Coconino National Forest archeologist Heather Cooper said that consultation with the Navajo Nation and Hopi Tribe on a range of projects under way in the national forest is a regular occurrence.

The Snowbowl project has prompted public meetings on the Hopi Reservation (see related story) and briefings of chapter house officials on the Navajo reservation, she said.

"We send out a letter annually to our 13 affiliated tribes to inform them of projects for the coming year. Then we meet with those various tribes ... actually tribes are getting inundated with consultations with so many national forests and parks. So we're trying to streamline the process," Cooper said.

Begay said visits to western chapter houses by the Navajo-liaison officer from the Peaks Ranger District shows the Forest Service is listening to tribal concerns.

Meanwhile, Navajo and Hopi cultural officials hope the consultation process will convince the Forest Service to abandon the Snowbowl plan and eventually shut the ski area down.

"Ideally, that would be the Native American perspective. That place is so sacred, it's like a chamber off the Vatican, if you want to put it into a western perspective. You wouldn't want to build a tennis court on top of the Vatican, would you?" Begay asked.

There is a precedence for this view. Native American opposition to the White Vulcan pumice mine on the northeast slopes of the Peaks contributed to its eventual closing.

Snowbowl plans to use treated wastewater for artificial snow is a serious problem to Native Americans and has been a focus of the consultation issues, said Leigh J. Kuwanwisiwma, director of the Hopi Cultural Preservation Office.

"Health is a very significant issue and there is always the morality of recycling these wastes to create artificial snow," Kuwanwisiwma said.

The "negative aspects" of the water, even though purified to a high degree, makes it unsuitable to spray on the Peaks, he said.

When reassured that the recycled water posed no health risk, the Hopis still objected, citing arrogance of people making snow, something reserved for spirits to do.

"I don't think anything will appease the Hopi people on this. The Forest Service asked, 'What if there is a proposal to dig a well and use the water for artificial snowmaking?' But the elders said no, it's still manmade," Kuwanwisiwma said.

"It's something so emotional to the Hopi people. The Peaks are part of our everyday lives. It's not just a significant landscape, it carries the essence of our life as well," he added.

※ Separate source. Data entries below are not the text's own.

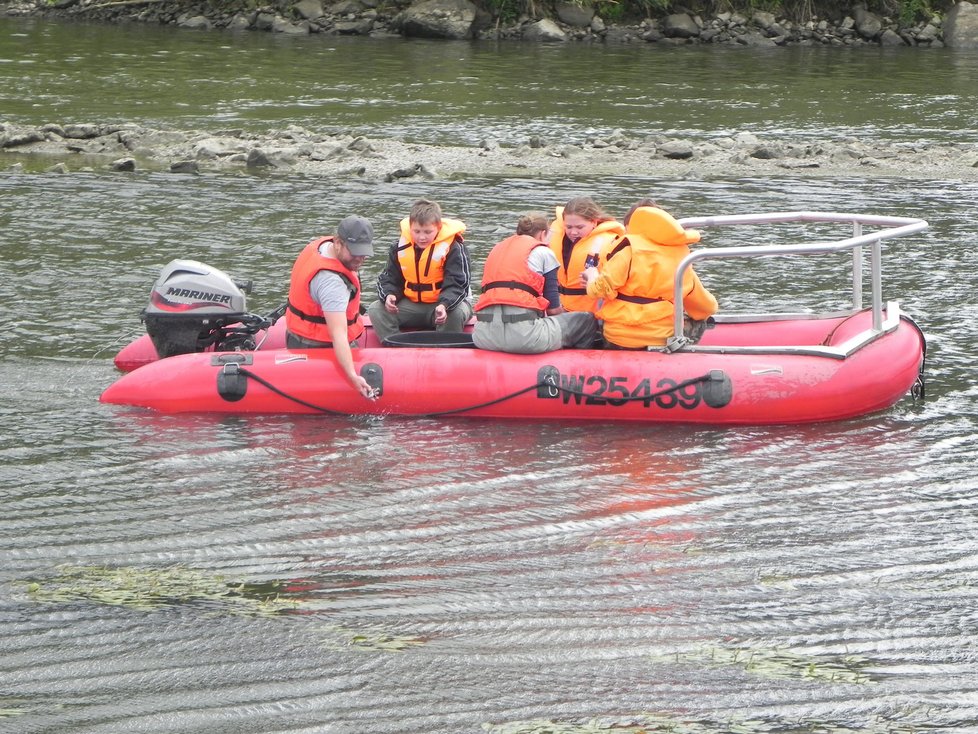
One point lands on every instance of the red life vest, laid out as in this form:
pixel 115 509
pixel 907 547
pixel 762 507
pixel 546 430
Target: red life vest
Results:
pixel 507 278
pixel 304 316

Begay said snowmaking, ski trail lighting and more people using the mountain are the top issues surrounding the Snowbowl upgrade.

Though issues divide them on Snowbowl, the relationship forged between tribes and the Forest Service is a long-standing one, said Kuwanwisiwma.

"Our office has had a very long and very good relationship with the Coconino National Forest. So I have confidence that they can relate to some of the issues brought into this process. If it was any other agency, maybe not. But I know a lot of these people ... we know them very well. They are known out here (in Hopiland) and have a good record of consultation," he said.